NarraNexus · Modules · Memory

Builtin Memory

The default memory system — dual-track conversation history with vector search. No external services required. Sufficient for most use cases.

What It Provides

Builtin memory gives agents two complementary views of conversation history, loaded automatically by the ChatModule during every pipeline run.

Short-term Memory

The 15 most recent messages from other Narratives (other topics). Gives the agent cross-topic awareness — it knows what you were just talking about even if the current Narrative is different. Serialized into the system prompt as a "Recent Other Topics" section.

Long-term Memory

The current Narrative's full conversation history, limited to the 30 most recent messages. Included as chronological message pairs in the LLM messages array. Per-message truncation at 4,000 characters prevents any single paste from dominating context.

Vector Search

Narratives and Events carry embedding vectors (1536 dimensions). When a user switches topics, the system searches existing Narratives by vector similarity to find the right storyline to resume — or creates a new one if the topic is genuinely new.

How It Works

The ChatModule's hook_data_gathering method loads memory in a specific sequence:

1.Load long-term memory from the current Narrative's ChatModule instances
2.Load short-term memory: recent messages from all other Narratives for this user
3.Tag each message with memory_type (long_term or short_term) and source instance_id
4.For non-chat sources (jobs, A2A): only load the assistant side to avoid clutter
5.Merge, sort, and return the combined history into ContextData

Memory in the LLM Context

The two memory tracks occupy different positions in the final LLM call, optimized for how language models process context:

System promptShort-term memory (cross-topic) + Narrative summary + module instructions

System prompt is read once and cached. Cross-topic context here gives broad awareness without consuming message slots.

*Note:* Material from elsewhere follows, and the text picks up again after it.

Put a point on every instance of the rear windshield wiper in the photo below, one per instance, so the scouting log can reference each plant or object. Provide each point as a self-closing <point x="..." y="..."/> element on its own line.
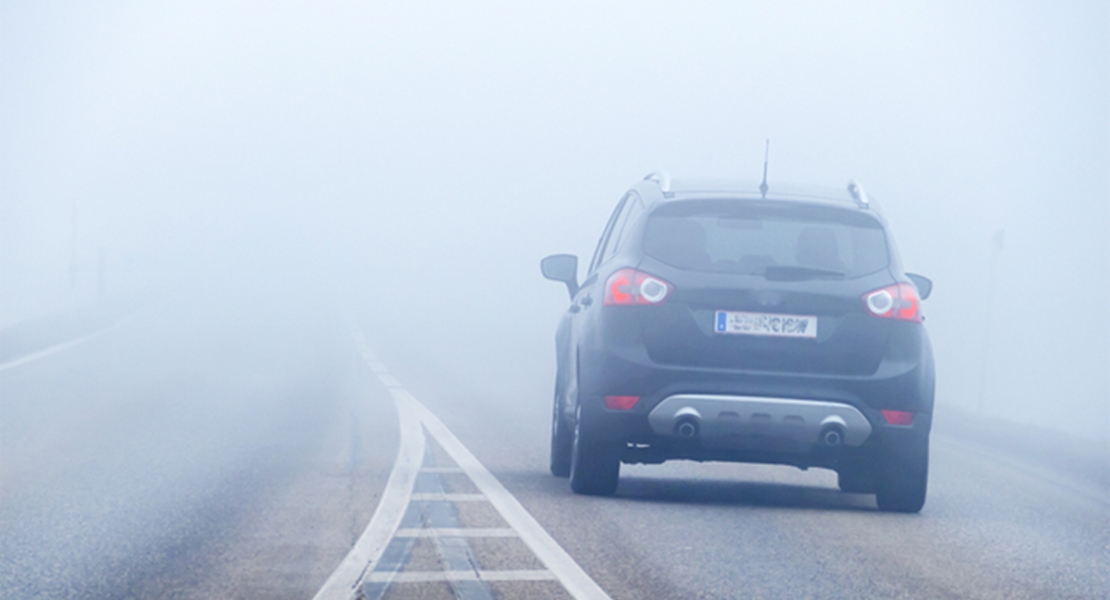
<point x="786" y="273"/>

Messages arrayLong-term memory (current topic) as user/assistant pairs

Conversation turns in the messages array let the LLM follow the thread naturally, maintaining dialogue coherence.

Memory Budgets

Long-term messages30 most recent

Short-term messages15 most recent (cross-Narrative)

Per-message truncation4,000 characters

Short-term budget40,000 characters total

When To Use

Builtin memory is the right choice for most deployments:

Local development and testing — zero setup, works immediately
Single-user or small-team agents with moderate conversation history
Agents where topic-switching and cross-session continuity are needed but conversation depth is manageable
Any deployment where you want to avoid external infrastructure dependencies

If you need deeper cross-session recall across hundreds of conversations, consider adding EverMemOS alongside builtin memory.